There are other (similar) approaches and players in the thought leadership on data management. Some examples include The IBM infogovcommunity.com and the EDMCouncil


What does all this mean?


The impact of data issues is evident in everything from project work to production support. There are undoubtedly numerous examples of poor visibility on the meaning of data; issues relating to gaps in data quality criteria; and costs and risks associated to impaired data management practices. Reflecting on, and discussing the type of impact data has on business – will allow you to qualify and quantify data issues and data limitations / opportunities.


The single most important requirement is to create a cultural change which would shift the minds of everyone to realize that data optimization is not a side-effect of technical requirements, but rather a strategic enabler. It opens the door for better cost management and for identifying opportunities for business resilience and growth.


So, what can YOU do today?


Talk to people in your organization about how they can save money by driving clarity on data quality – both in order to help them better understand how they are being impacted by data, as well as to identify costs, risks and opportunities around optimizing data as an asset.

Saturday, April 2, 2011

Data Quality - Let's not forget the people, people!

Looking around at what people say - there seems to be a growing conversation that data quality is not just about the processes. For me, data governance in its sociological context, coupled with a true understanding of the business impact - is the key for effective data quality management.

Of course you need six sigma, TDQM framework, Zachman framework etc. However, unless you explain to people that data quality is really about healing and preventing issues - you will never get past the budget and commitment for patch up jobs.

I am not negating data quality technologies, methods or metrics. On the contrary, these are essential tools to SUPPORT the data governance and ensure data quality compliance. The bottom line is that people need to believe that data quality is the right thing to do in order for them to commit to the role the play in this process. This, you can only achieve through positioning data quality against their true motivational drivers (the only real reasons they would agree to meet with you in the first place).

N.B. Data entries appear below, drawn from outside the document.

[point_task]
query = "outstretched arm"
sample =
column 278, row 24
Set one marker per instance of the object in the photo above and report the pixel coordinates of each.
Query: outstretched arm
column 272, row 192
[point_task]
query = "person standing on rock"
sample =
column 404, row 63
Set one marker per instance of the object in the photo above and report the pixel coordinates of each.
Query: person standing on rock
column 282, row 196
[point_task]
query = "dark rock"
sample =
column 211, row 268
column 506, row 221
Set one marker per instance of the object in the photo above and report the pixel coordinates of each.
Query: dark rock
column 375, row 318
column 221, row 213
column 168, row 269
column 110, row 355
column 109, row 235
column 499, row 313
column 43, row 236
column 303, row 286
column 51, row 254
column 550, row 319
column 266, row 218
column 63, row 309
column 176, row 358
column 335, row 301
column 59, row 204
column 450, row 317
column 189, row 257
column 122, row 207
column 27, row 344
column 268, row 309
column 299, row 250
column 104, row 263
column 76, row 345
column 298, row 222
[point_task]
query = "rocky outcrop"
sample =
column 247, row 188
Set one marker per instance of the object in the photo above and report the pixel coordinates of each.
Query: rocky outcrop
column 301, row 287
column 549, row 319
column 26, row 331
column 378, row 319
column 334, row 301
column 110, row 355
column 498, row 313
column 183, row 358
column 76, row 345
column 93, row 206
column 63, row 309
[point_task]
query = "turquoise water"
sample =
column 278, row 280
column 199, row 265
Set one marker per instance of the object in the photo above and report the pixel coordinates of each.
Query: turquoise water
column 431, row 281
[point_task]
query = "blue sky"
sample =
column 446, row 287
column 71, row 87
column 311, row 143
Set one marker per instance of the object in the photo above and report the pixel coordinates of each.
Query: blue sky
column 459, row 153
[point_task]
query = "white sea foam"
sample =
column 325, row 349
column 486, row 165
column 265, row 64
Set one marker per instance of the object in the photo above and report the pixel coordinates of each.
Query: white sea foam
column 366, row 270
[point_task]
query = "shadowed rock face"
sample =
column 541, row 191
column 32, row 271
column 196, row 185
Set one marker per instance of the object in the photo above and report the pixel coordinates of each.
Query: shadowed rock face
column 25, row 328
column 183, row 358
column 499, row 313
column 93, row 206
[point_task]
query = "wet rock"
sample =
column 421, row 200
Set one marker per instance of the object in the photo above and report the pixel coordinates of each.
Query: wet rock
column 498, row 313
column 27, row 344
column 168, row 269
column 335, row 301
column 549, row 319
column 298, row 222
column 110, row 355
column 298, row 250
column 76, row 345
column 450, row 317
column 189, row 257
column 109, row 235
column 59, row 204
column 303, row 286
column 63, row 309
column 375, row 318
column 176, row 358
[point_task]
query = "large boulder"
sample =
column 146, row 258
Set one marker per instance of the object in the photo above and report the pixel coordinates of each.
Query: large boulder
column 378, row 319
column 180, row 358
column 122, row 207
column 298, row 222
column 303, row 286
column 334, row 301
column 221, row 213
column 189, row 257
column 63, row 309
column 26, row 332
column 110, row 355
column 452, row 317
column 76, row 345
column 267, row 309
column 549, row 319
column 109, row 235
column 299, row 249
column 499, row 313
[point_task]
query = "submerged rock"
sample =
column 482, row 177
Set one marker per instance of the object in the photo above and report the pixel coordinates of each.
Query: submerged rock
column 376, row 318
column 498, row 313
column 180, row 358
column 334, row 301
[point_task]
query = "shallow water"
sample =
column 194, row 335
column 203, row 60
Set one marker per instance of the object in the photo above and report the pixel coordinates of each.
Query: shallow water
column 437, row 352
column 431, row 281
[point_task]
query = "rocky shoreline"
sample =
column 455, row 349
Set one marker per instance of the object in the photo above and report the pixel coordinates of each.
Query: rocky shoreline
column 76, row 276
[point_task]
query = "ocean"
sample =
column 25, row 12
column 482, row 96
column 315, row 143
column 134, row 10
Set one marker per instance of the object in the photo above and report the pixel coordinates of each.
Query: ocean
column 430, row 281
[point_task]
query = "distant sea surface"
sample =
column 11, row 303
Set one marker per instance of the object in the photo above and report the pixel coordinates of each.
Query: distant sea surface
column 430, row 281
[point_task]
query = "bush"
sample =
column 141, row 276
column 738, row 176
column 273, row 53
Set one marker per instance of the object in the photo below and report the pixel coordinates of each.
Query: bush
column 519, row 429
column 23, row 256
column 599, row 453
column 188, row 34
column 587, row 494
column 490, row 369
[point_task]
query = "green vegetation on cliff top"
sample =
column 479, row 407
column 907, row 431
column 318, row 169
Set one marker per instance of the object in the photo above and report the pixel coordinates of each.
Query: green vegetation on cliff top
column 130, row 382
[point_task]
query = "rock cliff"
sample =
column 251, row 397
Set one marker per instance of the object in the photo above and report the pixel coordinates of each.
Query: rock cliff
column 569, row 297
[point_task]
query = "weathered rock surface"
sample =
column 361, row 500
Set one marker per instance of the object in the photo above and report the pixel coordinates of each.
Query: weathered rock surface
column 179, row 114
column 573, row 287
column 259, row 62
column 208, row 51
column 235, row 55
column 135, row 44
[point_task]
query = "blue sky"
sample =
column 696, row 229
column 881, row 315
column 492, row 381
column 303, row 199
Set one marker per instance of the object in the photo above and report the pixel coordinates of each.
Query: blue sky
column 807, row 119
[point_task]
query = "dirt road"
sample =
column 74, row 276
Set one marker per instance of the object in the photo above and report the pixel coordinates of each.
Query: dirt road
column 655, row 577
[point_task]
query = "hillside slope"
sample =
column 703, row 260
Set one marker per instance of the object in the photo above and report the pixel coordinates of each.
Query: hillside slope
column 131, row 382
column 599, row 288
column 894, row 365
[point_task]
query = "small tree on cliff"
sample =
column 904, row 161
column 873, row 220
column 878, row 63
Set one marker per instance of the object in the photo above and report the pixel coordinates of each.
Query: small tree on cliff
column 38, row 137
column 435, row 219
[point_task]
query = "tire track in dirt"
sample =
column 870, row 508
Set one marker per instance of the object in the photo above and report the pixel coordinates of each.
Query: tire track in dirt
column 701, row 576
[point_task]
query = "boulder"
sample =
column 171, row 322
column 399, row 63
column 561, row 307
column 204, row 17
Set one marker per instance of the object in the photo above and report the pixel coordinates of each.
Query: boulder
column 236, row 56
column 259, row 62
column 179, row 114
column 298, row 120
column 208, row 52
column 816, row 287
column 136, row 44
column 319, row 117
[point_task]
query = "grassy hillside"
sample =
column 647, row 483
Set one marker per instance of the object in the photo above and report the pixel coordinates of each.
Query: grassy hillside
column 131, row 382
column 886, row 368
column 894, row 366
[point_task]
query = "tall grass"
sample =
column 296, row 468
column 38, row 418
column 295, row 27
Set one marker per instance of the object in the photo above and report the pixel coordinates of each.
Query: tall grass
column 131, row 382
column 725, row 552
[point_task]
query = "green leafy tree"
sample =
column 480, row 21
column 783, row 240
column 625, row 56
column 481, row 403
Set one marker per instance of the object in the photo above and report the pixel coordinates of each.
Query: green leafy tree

Strategy, budgets, relationships, politics, fears, aspirations etc - all play an important role here. While I support and believe in the traditional quality methodologies - data forms an essential part of the connection between the purpose of the business to the components which realize it. Therefore, the human element is a natural parameter in the equation. Remember the three types of resources which enable business (people, processes and technology)?

I will say it again: Let's not forget the people, people!